We will use Kubernetes DaemonSets to automatically deploy the Datadog Agent on all nodes.
Once the DaemonSets extension is enabled, create a manifest datadog-agent.yaml using this manifest to deploy the Datadog Agent. The manifesDot also includes your Datadog account API key and hence it is recommended to use the same.
You’ll then be able to deploy the DaemonSet with the command
$ kubectl create -f datadog-agent.yaml
Check the status of the datadog agent pod using
$ kubectl get pods
Once its up and running, you can go to your Datadog dashboard for Kubernetes to view metrics that are automatically collected by the agent.
By default, the Agent reports basic system metrics to Datadog, covering CPU, network, disk, and memory usage.
Fine grained metrics with kube-state-metrics
For more fine-grained metrics, you have to set up kube-state-metrics add-on to your cluster, which provides much more detailed metrics on the state of the cluster itself. Some of the metrics it collects are node status, node capacity (CPU and memory), number of desired/available/unavailable/updated replicas per deployment, pod status (e.g., waiting, running, ready), and so on.
Once you clone the kube-state-metrics repo, you just need to do the following:
An important note for GKE users is that GKE has strict role permissions that will prevent the kube-state-metrics roles and role bindings from being created. To work around this, you can give your GCP identity the cluster-admin role by running the following one-liner:
$ kubectl create clusterrolebinding cluster-admin-binding --clusterrole=cluster-admin --user=$(gcloud info | grep Account | cut -d '[' -f 2 | cut -d ']' -f 1)
Once you get “cluster-admin-binding” created message, you can continue with the setup of this service by executing the following command:
$ kubectl apply -f kubernetes
inside that repo as given in the README. The kubernetes folder contains service and deployment configs.
You can check the status of metrics deployment using
$ kubectl get deployment -n kube-system
and it will list a pod named metrics-server-v0.2.1 (at the time of writing, v0.2.1).

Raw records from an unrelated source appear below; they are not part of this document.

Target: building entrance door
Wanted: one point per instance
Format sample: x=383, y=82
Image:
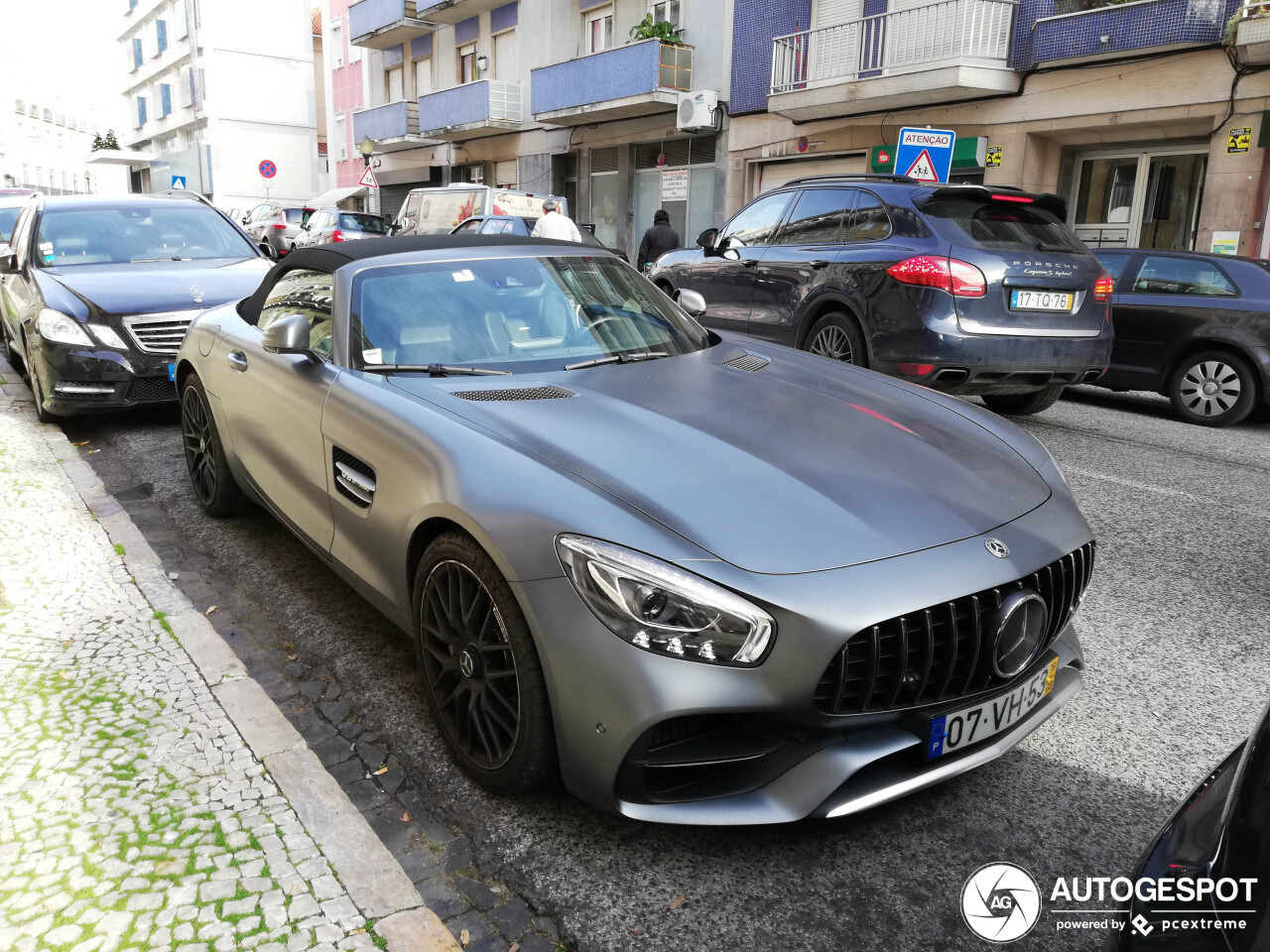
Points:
x=1139, y=199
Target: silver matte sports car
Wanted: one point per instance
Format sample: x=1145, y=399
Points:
x=706, y=580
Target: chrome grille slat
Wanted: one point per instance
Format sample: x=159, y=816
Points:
x=949, y=658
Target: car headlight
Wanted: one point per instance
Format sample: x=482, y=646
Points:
x=62, y=329
x=108, y=335
x=665, y=610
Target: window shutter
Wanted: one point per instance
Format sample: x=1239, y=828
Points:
x=506, y=50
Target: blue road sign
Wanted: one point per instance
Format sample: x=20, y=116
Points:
x=925, y=155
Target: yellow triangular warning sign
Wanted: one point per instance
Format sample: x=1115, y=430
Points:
x=922, y=168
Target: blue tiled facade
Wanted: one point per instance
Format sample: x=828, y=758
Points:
x=454, y=107
x=368, y=16
x=756, y=23
x=615, y=73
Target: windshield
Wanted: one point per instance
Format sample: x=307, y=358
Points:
x=372, y=223
x=1005, y=226
x=525, y=315
x=104, y=234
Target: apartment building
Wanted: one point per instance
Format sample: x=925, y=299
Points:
x=220, y=91
x=550, y=96
x=1133, y=112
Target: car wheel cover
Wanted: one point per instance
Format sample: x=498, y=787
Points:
x=195, y=433
x=1210, y=389
x=468, y=665
x=832, y=341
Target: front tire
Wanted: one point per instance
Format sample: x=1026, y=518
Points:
x=213, y=484
x=1023, y=404
x=1213, y=389
x=480, y=670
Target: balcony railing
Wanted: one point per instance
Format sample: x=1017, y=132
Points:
x=892, y=44
x=486, y=107
x=380, y=24
x=639, y=79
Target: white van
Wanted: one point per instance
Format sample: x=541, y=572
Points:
x=436, y=211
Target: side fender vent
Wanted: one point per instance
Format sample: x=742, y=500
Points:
x=515, y=394
x=747, y=362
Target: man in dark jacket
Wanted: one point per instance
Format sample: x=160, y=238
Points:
x=657, y=240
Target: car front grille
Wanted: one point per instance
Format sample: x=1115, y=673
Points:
x=151, y=389
x=944, y=652
x=159, y=333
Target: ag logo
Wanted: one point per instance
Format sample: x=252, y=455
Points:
x=1000, y=902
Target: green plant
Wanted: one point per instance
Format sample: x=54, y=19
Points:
x=651, y=30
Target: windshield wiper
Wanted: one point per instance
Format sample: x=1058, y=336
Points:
x=434, y=370
x=616, y=358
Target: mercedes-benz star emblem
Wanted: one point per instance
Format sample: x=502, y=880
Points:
x=997, y=547
x=1024, y=616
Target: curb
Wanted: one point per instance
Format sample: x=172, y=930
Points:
x=370, y=874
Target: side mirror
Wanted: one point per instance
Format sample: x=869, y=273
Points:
x=289, y=335
x=693, y=302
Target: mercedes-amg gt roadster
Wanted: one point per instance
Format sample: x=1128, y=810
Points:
x=703, y=579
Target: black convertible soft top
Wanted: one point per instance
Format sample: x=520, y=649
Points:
x=329, y=258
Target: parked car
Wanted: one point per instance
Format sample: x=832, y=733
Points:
x=96, y=294
x=1220, y=832
x=1194, y=327
x=333, y=225
x=517, y=225
x=437, y=209
x=275, y=226
x=962, y=289
x=587, y=552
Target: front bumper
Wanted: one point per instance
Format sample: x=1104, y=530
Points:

Now head over to the Datadog dashboard to see more specific metrics from your Kubernetes cluster.
Once that is running, we can start creating Monitors in Datadog for alerts via Email.
Head over to DataDog Monitors and select Kubernetes or Docker integration to start creating monitoring alerts whenever a deployment or a pod is down.
Define the metric to see if pods are running in the GraphQL Engine deployment by setting the threshold values for Alert (typically below 1), and setup notification via email in subsequent steps by templating the content of email.
You can create multiple monitors to track CPU and memory usage etc depending on the use case. To test if the alerts are working, let’s scale the deployment of graphql-engine to 0.
$ kubectl scale --replicas=0 deployment/hasura-graphql-engine
Now depending on the metric setup, you will get an email alert because the pods are not running. Head over to manage monitors to see the status of each monitors.
This is a quick and effective way to setup uptime monitoring on a production kubernetes cluster for GraphQL Engine.